The Georgia Senate on Thursday passed a bill enshrining modest standards for people living in neglected rental homes — though affordable housing advocates say more must be done to protect against unscrupulous landlords.

House Bill 404 passed 44-2. Since the Senate amended the bill to update the effective date, it will now go back to the House for consideration. The House is expected to approve the measure next week.

The bill’s passage could represent a hard-won victory for lawmakers, policymakers and housing advocates, some of whom highlighted the measure’s shortcomings but argued it was an important step in the right direction.

The law would create a habitability standard, a three-day grace period so tenants can catch up with their rent before landlords file for eviction, and place limits on security deposits to the equivalent of two months’ rent.

Rep. Kasey Carpenter, a Dalton Republican and lead sponsor, proposed the bill on the back of The Atlanta Journal-Constitution’s 2022 investigation, “Dangerous Dwellings.” The six-part series exposed dangerous conditions — including rats, mold, raw sewage, roaches and violent crime — at hundreds of Atlanta-area housing complexes.

He said the legislation will help protect renters from landlords and management companies who let their properties fall into disrepair or harass and mistreat tenants.

State Sen. Brian Strickland, a McDonough Republican who sponsored the bill in the Senate, said stakeholders had worked together over the past year and a half “to codify some, what I would call, common sense standards.”

The bill states rental properties should be “fit for human habitation” without making clear what habitable or uninhabitable means, and what penalties landlords would face for non-compliance.

Carpenter said he hoped the bill would “empower” tenants to withhold rent if landlords fail to make repairs or try to end their leases if their homes are unlivable. But he said it was up to renters to enforce their rights and for courts or local governments to interpret the law and impose penalties.

“At the end of the day, if a landlord wants to be a jerk and try to strong-arm you and hire an attorney, the law is on your side,” he said.

Chelsea Juras, vice president of strategic initiatives for the Atlanta Apartment Association, which represents companies managing hundreds of thousands of apartments, said the industry group was “not opposed” to the bill.

Georgia has some of the weakest tenant protections in the country, according to some affordable housing advocates. Elizabeth Appley, an Atlanta-based lawyer and public policy advocate who rallied support for the bill, said this leads to high eviction rates and an increase in the number of people without housing.

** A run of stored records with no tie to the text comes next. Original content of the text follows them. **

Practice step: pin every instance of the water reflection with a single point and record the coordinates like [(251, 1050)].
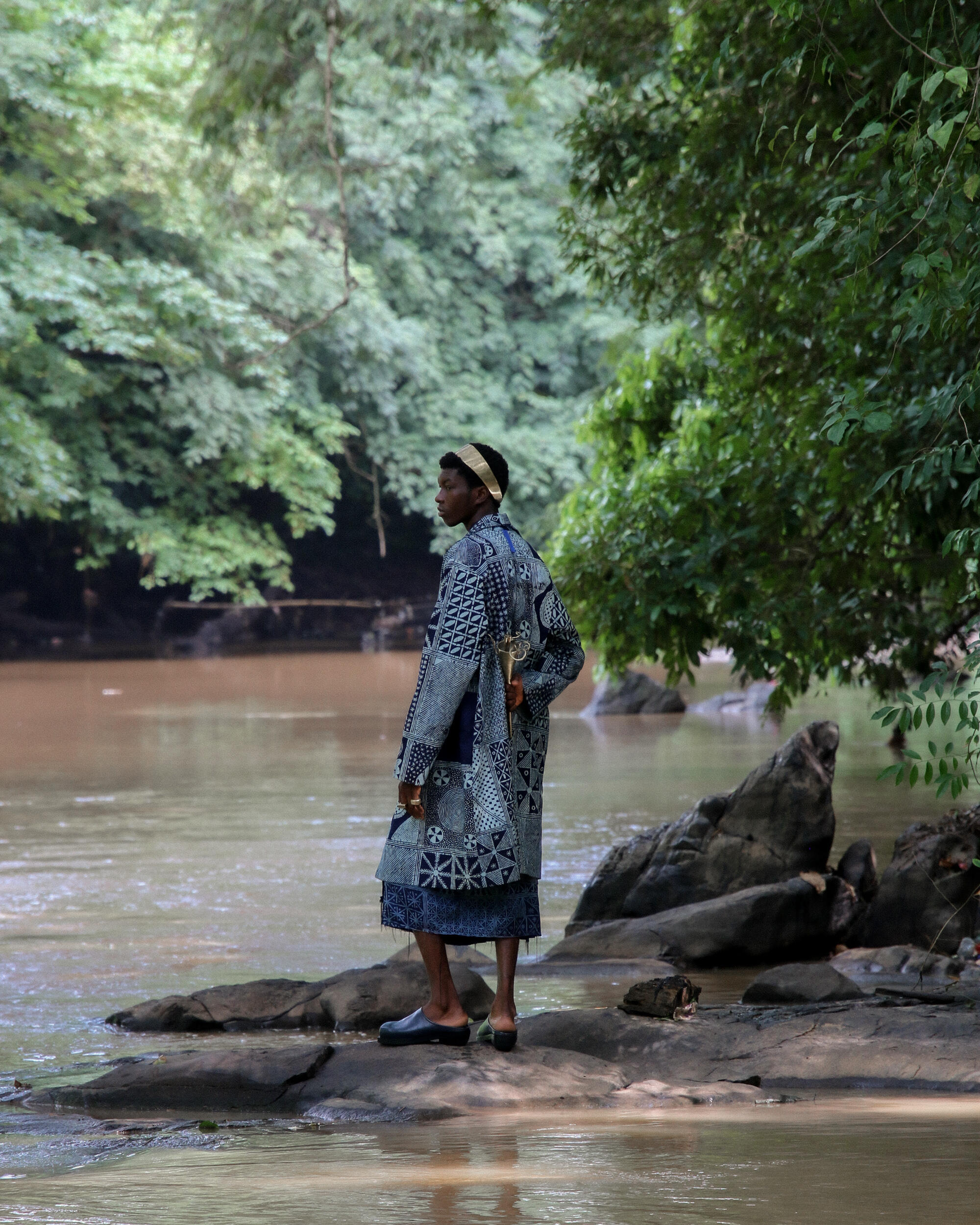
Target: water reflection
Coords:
[(171, 825), (849, 1163)]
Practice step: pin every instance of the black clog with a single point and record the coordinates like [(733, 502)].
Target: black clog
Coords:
[(417, 1029), (503, 1039)]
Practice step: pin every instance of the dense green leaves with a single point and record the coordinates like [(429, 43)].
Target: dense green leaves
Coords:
[(794, 182), (131, 307), (173, 375), (469, 324)]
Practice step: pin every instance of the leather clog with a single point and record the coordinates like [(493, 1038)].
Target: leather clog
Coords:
[(503, 1039), (417, 1030)]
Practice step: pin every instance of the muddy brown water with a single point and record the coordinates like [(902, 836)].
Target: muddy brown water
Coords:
[(166, 826)]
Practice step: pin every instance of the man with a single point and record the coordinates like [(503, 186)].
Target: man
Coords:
[(464, 854)]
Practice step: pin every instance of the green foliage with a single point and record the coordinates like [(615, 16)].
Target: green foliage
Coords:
[(802, 187), (131, 310), (172, 243), (944, 696), (466, 325)]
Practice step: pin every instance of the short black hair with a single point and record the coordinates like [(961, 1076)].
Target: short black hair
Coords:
[(495, 461)]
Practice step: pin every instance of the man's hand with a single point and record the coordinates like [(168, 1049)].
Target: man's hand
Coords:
[(410, 797)]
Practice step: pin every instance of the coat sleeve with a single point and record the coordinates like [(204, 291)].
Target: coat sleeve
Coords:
[(454, 646), (558, 664)]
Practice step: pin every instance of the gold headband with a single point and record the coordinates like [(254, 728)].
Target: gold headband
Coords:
[(473, 460)]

The impact of evictions can hit hardest among Black and low-income communities and the most vulnerable, including people with disabilities, seniors and children.

Still, the bill was not without critics. Some reform-minded housing experts wanted stricter limits on security deposits. Others wanted a longer grace period before landlords could move to evict tenants.

Alison Johnson, executive director of the Atlanta housing advocacy group, Housing Justice League, said the legislation only put “a band-aid on a much bigger wound.”

“We need to do real surgery on how we think about housing people, and particularly … working class and poor people,” she said. “The lack of affordable housing causes people to be in positions where they are having to accept housing that is less safe for them and conditions that are terrible for their children.”

Johnson said the law will be significant but progress was much too slow. She hoped the legislation would spur further action on the high rents that Georgians face, and lead to rent controls. According to Zillow, as of March the median rent in Atlanta for a one-bedroom, for instance, is $1,650, and more than $2,100 for a two-bedroom.

“Tenants need to be protected today,” she said before the legislation passed the Senate. “We can’t wait every five years for tenant protection policy to pass. It’s egregious.”

Latresa Chaney lived in the neglected Forest Cove Section 8 apartment complex from 2013 to 2019 and was a tenant organizer there. She had supported the legislation because of her struggles to find safe, affordable housing.

At first, moving to Forest Cove with her five children was a “blessing” after living in a women’s shelter. But within weeks, she realized that her unit was infested with roaches and mold, and the blighted 22-acre site attracted drug dealers and violent crime.

“I found it hard to breathe, sleep, eat … It was a lot,” she said.

Without HB 404, a landlord could move to evict a tenant for late payment or non-payment without notice, Appley said. A tenant can be on the hook for hundreds of dollars in legal fees and left with a black mark on their rental history that can make it even harder to find affordable housing.

“They end up in those extended stay motels or unable to rent even a subpar property,” she said.

Meanwhile, Taylor Shelton, an expert on housing issues and an assistant geography professor at Georgia State University, argued that three days is not enough time for someone behind on their rent to catch up and avoid eviction proceedings.

“It’s a very small step in the right direction but wholly insufficient to addressing the full scope of the housing crisis that Georgians are facing, and especially folks here in Atlanta,” he said.

Staff reporter Maya T. Prabhu contributed to this report.